The current mood of bluelucy at www.imood.com

2005-02-18 - 8:05 am

Whore!/My Daniel Dream


I am such a whore when it comes to letting people know how obsessed with Daniel I am! About every other post on message boards, practically: Daniel this, Daniel that!
God, I need help. No I don't. Why would I need help for being in love? Alright, maybe the fact that I'm beyond obsessed with the man could raise a few eyebrows, but what can I do? Anyway, I don't care. I'm happy. Even if I am rather fanatical.

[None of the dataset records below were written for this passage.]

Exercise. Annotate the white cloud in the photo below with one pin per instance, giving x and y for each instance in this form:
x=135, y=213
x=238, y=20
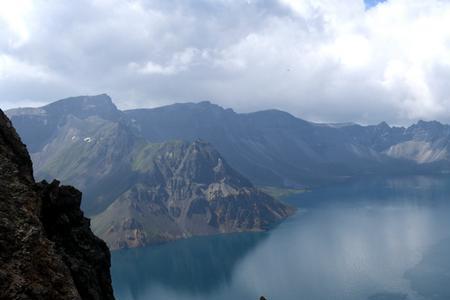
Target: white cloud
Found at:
x=323, y=60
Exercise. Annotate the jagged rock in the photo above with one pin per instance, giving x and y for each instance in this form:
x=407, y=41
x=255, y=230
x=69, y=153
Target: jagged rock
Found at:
x=47, y=250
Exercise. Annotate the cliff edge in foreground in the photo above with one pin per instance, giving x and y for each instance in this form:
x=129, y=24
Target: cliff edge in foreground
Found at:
x=47, y=250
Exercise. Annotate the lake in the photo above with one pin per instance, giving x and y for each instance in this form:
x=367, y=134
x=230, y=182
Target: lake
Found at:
x=374, y=239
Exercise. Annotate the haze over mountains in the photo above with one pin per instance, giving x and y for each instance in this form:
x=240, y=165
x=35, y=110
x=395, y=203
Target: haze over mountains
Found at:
x=141, y=193
x=180, y=165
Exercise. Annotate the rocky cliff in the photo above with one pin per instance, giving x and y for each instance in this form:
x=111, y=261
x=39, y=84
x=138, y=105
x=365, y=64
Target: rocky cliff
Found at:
x=47, y=250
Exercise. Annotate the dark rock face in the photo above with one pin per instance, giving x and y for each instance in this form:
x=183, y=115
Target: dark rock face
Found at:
x=47, y=250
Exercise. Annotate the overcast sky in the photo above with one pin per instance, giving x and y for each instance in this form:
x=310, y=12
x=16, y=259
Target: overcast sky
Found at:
x=322, y=60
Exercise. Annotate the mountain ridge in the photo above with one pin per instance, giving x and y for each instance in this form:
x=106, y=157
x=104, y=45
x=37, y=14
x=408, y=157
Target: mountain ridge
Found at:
x=47, y=248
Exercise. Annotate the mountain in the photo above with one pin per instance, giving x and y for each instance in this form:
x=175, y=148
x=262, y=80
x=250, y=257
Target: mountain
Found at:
x=183, y=190
x=275, y=148
x=271, y=148
x=47, y=250
x=138, y=192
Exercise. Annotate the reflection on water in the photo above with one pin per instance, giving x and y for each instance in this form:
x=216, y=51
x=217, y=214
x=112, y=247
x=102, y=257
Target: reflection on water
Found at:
x=431, y=277
x=352, y=241
x=194, y=266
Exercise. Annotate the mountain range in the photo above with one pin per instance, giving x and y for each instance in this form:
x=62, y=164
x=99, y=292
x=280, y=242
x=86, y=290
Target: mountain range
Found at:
x=140, y=192
x=47, y=249
x=151, y=175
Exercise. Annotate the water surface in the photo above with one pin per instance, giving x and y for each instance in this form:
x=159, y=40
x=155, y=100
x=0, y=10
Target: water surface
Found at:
x=376, y=239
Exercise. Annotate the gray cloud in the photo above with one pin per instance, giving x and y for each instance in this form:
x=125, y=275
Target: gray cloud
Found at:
x=322, y=60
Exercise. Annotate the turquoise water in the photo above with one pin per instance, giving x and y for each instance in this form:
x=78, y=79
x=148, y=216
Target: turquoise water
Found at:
x=377, y=239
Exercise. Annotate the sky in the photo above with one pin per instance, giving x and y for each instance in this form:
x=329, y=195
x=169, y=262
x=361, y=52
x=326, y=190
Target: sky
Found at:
x=321, y=60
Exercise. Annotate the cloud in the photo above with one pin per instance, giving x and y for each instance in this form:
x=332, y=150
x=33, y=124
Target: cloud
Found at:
x=322, y=60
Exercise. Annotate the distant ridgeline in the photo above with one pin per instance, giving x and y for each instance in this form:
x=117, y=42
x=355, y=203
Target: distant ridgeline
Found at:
x=47, y=250
x=140, y=192
x=151, y=175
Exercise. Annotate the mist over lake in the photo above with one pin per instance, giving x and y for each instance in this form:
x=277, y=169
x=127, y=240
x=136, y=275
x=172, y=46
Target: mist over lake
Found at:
x=348, y=241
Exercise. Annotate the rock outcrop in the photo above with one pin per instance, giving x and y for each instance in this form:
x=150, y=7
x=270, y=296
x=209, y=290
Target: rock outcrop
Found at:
x=47, y=250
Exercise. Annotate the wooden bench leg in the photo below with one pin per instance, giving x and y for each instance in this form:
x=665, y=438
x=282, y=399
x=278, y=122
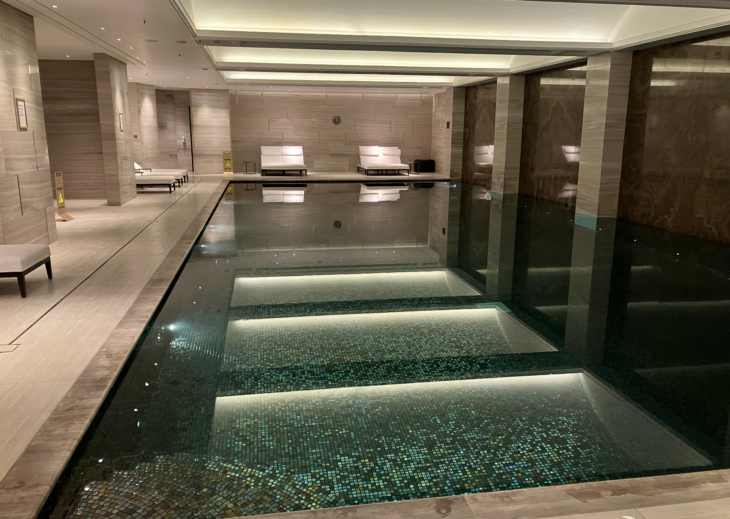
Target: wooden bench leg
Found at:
x=21, y=285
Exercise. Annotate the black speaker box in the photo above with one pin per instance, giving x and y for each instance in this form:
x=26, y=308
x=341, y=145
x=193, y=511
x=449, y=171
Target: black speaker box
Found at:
x=424, y=166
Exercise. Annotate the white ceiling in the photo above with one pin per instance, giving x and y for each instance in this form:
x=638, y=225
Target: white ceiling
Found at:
x=250, y=44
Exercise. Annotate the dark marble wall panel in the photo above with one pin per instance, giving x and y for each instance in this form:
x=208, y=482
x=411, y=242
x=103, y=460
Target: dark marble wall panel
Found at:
x=676, y=165
x=551, y=134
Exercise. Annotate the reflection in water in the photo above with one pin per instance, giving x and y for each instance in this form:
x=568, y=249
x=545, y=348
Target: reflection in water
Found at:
x=336, y=352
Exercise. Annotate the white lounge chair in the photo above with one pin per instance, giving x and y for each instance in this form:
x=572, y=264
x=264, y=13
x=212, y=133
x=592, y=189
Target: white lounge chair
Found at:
x=372, y=194
x=181, y=175
x=18, y=260
x=381, y=159
x=283, y=159
x=150, y=180
x=283, y=194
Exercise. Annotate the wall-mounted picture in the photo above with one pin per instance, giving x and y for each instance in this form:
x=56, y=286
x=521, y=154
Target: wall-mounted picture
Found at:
x=21, y=114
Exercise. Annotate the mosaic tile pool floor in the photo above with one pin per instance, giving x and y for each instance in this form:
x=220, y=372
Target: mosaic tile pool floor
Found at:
x=309, y=377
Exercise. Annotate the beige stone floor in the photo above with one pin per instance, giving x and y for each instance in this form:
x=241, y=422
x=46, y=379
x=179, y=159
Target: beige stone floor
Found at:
x=101, y=261
x=314, y=176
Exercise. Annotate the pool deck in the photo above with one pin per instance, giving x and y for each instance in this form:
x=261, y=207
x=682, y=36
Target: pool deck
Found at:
x=76, y=336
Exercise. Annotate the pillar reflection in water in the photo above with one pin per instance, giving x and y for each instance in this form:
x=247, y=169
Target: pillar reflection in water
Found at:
x=590, y=283
x=501, y=253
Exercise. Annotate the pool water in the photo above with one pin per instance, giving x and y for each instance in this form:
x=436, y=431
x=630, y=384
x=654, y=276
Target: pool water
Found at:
x=333, y=344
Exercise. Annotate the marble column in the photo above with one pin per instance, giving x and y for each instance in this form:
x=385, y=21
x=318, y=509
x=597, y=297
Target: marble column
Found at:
x=116, y=135
x=590, y=284
x=505, y=186
x=508, y=134
x=457, y=135
x=445, y=203
x=602, y=140
x=27, y=213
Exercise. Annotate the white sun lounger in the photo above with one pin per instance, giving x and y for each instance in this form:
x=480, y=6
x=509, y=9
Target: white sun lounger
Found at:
x=149, y=180
x=283, y=159
x=380, y=159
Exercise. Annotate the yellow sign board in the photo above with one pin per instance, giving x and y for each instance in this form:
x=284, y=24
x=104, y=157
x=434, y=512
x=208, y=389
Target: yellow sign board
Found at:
x=58, y=175
x=227, y=163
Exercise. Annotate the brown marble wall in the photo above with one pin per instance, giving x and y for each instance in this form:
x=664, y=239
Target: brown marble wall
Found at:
x=553, y=120
x=479, y=116
x=676, y=162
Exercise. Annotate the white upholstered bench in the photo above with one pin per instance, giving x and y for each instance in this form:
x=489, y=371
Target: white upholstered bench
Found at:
x=155, y=181
x=18, y=260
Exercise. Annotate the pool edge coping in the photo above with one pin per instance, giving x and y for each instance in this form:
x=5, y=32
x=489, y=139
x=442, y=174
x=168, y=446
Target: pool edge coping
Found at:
x=29, y=482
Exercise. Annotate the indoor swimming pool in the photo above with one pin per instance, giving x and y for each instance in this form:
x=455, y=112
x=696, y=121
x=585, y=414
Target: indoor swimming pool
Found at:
x=342, y=343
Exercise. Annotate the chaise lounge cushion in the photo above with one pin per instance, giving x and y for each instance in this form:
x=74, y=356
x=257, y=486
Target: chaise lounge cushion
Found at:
x=282, y=158
x=18, y=258
x=154, y=179
x=284, y=165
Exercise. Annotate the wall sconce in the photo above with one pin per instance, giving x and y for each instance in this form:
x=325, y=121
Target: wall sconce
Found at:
x=572, y=153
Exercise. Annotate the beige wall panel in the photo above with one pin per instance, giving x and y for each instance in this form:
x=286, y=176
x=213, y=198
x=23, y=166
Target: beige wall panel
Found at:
x=166, y=128
x=132, y=97
x=148, y=129
x=457, y=134
x=71, y=109
x=29, y=228
x=408, y=100
x=35, y=191
x=112, y=93
x=41, y=151
x=21, y=152
x=10, y=198
x=182, y=126
x=51, y=222
x=211, y=129
x=441, y=136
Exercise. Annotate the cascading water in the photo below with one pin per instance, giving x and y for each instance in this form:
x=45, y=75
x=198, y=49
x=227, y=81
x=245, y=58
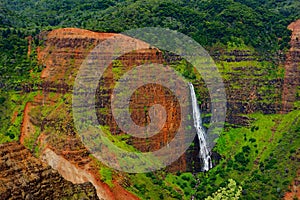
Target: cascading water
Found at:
x=204, y=153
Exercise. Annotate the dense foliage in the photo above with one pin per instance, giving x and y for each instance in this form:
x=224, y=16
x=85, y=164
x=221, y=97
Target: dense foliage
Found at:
x=260, y=159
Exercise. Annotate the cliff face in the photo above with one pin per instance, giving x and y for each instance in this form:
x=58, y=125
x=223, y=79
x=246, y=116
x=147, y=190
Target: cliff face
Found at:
x=62, y=53
x=23, y=176
x=48, y=123
x=292, y=70
x=251, y=85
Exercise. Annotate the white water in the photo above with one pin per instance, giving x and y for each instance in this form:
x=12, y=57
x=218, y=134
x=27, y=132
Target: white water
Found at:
x=204, y=153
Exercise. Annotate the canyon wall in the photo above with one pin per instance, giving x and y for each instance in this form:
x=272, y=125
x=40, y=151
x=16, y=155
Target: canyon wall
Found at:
x=23, y=176
x=291, y=85
x=251, y=85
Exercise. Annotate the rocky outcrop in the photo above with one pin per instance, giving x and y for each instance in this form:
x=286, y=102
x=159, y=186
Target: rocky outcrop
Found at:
x=63, y=52
x=22, y=176
x=292, y=70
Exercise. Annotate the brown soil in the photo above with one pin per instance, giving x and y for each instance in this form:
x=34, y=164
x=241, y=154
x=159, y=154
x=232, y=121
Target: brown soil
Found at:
x=292, y=69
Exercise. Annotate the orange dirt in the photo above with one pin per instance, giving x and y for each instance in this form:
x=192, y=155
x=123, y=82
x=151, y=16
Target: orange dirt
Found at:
x=292, y=69
x=13, y=118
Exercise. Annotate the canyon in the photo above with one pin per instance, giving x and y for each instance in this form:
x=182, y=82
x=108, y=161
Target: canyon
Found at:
x=48, y=118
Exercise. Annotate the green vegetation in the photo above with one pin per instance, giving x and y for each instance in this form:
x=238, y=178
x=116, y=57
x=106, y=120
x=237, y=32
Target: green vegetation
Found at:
x=253, y=23
x=256, y=161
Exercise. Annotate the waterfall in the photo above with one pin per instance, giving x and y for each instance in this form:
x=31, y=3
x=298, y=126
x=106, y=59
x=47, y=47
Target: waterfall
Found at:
x=204, y=153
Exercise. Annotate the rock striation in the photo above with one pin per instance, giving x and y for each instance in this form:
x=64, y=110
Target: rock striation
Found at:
x=22, y=176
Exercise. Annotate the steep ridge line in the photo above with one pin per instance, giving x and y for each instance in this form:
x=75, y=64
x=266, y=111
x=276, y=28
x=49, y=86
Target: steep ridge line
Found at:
x=292, y=69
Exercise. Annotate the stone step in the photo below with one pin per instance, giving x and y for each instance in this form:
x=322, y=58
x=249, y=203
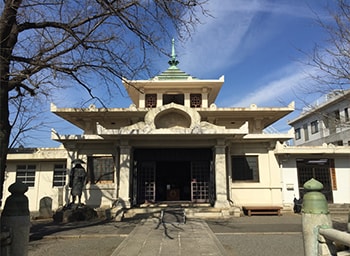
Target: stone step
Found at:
x=190, y=212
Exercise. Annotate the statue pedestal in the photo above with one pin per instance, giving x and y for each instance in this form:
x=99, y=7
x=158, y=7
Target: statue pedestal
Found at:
x=73, y=212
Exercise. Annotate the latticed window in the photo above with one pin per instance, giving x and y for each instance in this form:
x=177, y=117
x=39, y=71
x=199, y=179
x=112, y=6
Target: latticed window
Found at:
x=151, y=100
x=245, y=168
x=26, y=174
x=59, y=175
x=101, y=169
x=196, y=100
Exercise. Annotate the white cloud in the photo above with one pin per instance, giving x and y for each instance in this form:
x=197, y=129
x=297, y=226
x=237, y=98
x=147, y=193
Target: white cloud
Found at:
x=284, y=85
x=226, y=39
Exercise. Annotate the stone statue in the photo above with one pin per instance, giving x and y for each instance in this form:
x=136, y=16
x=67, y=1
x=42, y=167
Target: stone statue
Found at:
x=77, y=182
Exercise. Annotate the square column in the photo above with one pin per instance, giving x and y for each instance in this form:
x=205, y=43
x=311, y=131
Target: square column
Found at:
x=124, y=175
x=220, y=177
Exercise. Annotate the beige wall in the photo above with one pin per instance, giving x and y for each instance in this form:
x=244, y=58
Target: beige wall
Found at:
x=268, y=190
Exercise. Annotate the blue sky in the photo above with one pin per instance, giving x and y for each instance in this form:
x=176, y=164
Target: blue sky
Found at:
x=254, y=44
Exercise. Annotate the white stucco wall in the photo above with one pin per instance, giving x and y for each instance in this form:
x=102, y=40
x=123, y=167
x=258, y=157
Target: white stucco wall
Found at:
x=342, y=170
x=268, y=190
x=289, y=179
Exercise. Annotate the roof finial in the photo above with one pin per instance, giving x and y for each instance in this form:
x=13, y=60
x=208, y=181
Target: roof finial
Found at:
x=173, y=61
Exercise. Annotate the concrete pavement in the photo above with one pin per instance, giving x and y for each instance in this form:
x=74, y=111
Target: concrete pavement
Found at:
x=257, y=235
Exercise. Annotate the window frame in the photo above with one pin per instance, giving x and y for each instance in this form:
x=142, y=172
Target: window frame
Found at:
x=97, y=176
x=297, y=132
x=196, y=100
x=314, y=127
x=151, y=100
x=245, y=175
x=28, y=173
x=59, y=179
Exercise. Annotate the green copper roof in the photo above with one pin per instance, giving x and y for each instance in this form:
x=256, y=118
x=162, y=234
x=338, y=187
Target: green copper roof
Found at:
x=173, y=72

I had another dream about Daniel last night. I dream about him every night, but I hadn't had a dream this involved for a bit. At any rate, This time it had something to do with him and this other guy. Daniel, who was my husband (of course), represented true good, and the other guy represented true evil. Well, we think this guy is our friend, and I can't recall if I didn't really see him, but I think in my dream I was extremely intuitive the way I am, so If I didn't I didn't look into his eyes, but in one part of the dream Daniel and he are talking out in our backyard (which is, funnily enough, my Dad's, formerly my mum and dad's backyard), and I guess I see what this guy's intentions are, and I say I'm going in to make some sandwiches, and my main reason is to think things over. I suddenly understand that this guy needs to be stopped before he destroys the world or whatever he plans to do, and he's just biding his time, gaining people's trust, and now I know that he needs to be conquered by the person who is his total opposite, who is, of course, Daniel. So, I end up convincing Daniel of this, and he vanquishes the evil guy, and as he's dying, his true nature shows through. He's all grotesque skeletony. It was very movie like.